Prefill speed on MLC significantly slower than llama.cpp on Jetson Thor – any optimization suggestions?

Hi everyone,

I’ve been testing the community versions of MLC and llama.cpp on Jetson Thor, and noticed a significant performance gap during prefill. I’d like to check if this is expected behavior or if there are optimization options I might have missed.

  • Model setup: Qwen3-30B-A3B (tested with Q4_K_M and q4bf16_1/q4f16_1 quantized variants)

  • Hardware: Jetson Thor

  • Performance comparison:

    • llama.cpp: Prefill for ~10k tokens takes about 30–40 seconds

    • MLC: Same setup requires 1.5× longer for prefill

    • On the other hand, MLC seems much faster during decode (roughly 3× faster than llama.cpp)

  • Stability:

    • llama.cpp server sometimes reports illegal memory access errors

    • MLC is more stable, but the prefill speed gap is quite large

Additional note: As far as I can tell, MLC currently does not support FP8 activation yet.

My questions are:

  1. Is this prefill slowdown mainly due to MLC’s framework design, or lack of optimization/adaptation for Jetson Thor?

  2. Are there recommended build flags, runtime parameters, or configuration tweaks to improve prefill performance?

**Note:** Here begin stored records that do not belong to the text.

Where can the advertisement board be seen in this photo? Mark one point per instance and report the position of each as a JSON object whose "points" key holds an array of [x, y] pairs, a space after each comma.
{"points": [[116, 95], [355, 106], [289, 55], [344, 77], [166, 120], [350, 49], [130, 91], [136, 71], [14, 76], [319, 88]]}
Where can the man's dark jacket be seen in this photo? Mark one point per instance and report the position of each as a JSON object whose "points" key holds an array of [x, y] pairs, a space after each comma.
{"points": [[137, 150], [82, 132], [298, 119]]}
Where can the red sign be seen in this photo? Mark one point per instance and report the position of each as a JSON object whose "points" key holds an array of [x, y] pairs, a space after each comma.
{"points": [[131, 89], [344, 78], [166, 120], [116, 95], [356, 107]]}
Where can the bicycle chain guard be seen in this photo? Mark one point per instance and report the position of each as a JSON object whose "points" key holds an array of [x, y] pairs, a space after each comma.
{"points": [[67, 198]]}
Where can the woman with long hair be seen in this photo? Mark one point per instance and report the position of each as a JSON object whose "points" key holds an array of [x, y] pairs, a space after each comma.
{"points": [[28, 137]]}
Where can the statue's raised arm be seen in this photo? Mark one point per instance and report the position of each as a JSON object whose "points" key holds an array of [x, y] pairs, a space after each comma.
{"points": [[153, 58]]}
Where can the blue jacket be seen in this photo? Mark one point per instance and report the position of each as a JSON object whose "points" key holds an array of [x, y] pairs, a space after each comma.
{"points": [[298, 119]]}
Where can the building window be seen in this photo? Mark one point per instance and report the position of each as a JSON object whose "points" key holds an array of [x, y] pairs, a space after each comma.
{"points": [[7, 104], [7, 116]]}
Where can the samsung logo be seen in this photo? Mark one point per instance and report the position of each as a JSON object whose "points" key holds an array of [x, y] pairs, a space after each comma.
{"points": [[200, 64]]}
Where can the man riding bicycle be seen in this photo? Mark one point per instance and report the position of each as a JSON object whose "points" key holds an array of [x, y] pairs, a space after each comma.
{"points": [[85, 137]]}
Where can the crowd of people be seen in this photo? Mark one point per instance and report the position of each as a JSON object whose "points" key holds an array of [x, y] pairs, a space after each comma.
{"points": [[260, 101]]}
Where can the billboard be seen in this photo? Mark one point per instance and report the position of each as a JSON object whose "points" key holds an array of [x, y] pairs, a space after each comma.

  3. If there are known issues or a roadmap for improvements, I’d really appreciate any pointers.

Thanks a lot!

Hi,

Could you share the steps you set up llama.cpp and MLC with us?
We will try to reproduce this issue internally and provide more info to you later.

Thanks

Hi, thanks for the quick response!

Here are the steps I used to set up both llama.cpp and MLC on Jetson Thor:

MLC:
model:

Run container


sudo docker run -it --rm \
  --runtime nvidia \
  --gpus all \
  -v /workspace:/workspace \
  -p 6678:6678 \
  -p 6677:6677 \
  ghcr.io/nvidia-ai-iot/mlc:r38.2.arm64-sbsa-cu130-24.04 \

Convert weight:

mlc_llm convert_weight /workspace/models/Qwen3-30B-A3B-Instruct-2507/ \
    --quantization q4bf16_1 \
    --model-type qwen3_moe\ 
    --device cuda \ 
    --source-format huggingface-safetensor\
    -o /workspace/models/mlc/Qwen3-30B-A3B-Instruct-2507-q4f16_1

gen_config:

mlc_llm gen_config \
    /workspace/models/Qwen3-30B-A3B-Instruct-2507/\
    --quantization q4bf16_1 \
    --conv-template qwen2\
    --context-window-size 32768\
    --prefill-chunk-size 4096 \
    --max-batch-size 3\
    --output /workspace/models/mlc/Qwen3-30B-A3B-Instruct-2507-q4bf16_1

compile:

mlc_llm compile /workspace/models/mlc/Qwen3-30B-A3B-Instruct-2507-q4bf16_1/mlc-chat-config.json \
    --device cuda \
    -o /workspace/models/mlc/Qwen3-30B-A3B-Instruct-2507-q4bf16_1/Qwen3-30B-A3B-Instruct-2507-q4bf16_1-cuda.so \
    --quantization q4f16_1 \
    --model-type qwen3_moe \
    --opt="cublas_gemm=1;cudagraph=1" \
   

Serve

mlc_llm serve /workspace/models/mlc/Qwen3-30B-A3B-Instruct-2507-q4bf16_1 \
  --port 6678 \
  --host 0.0.0.0 \
  --device cuda \
  --mode interactive \
  --model-lib /workspace/models/mlc/Qwen3-30B-A3B-Instruct-2507-q4bf16_1/Qwen3-30B-A3B-Instruct-2507-q4bf16_1-cuda.so \
  --overrides "max_num_sequence=1;max_total_seq_length=32768;context_window_size=32768;gpu_memory_utilization=0.3"

Llama.cpp
model:

Run container

cd /workspace/llama.cpp/build/bin
./llama-server \
    -m /workspace/models/Qwen3-30B-A3B-GGUF/Qwen3-30B-A3B-Q4_K_M.gguf\
    --host "0.0.0.0" \
    --port 6678 \
    -ngl 99 \
    -c 32768 

Serve

llama-server \
    -m /workspace/models/Qwen3-30B-A3B-GGUF/Qwen3-30B-A3B-Q4_K_M.gguf\
    --host "0.0.0.0" \
    --port 6678 \
    -ngl 99 \
    -c 32768

Thanks!

Hi,

Thanks for sharing the details.

We have set up MLC and llama.cpp on Thor locally and are now downloading the model.
Will update the status from our side with you later.

Thanks.

Hi, thanks for the update! Looking forward to your findings.

Hi,

Do you have the client app that can measure the performance as well as the prefill time for MLC and llama.cpp?
If so, could you also share it with us?

We have converted the model into MLC and want to test it with the same app you used.
Thanks.

Hi, thanks for the follow-up.

Our user scenario is mainly 1–3 concurrent personal agent sessions, where the common workload is either:

generating a ~2000-word story, or

summarizing a long document of around 10k tokens.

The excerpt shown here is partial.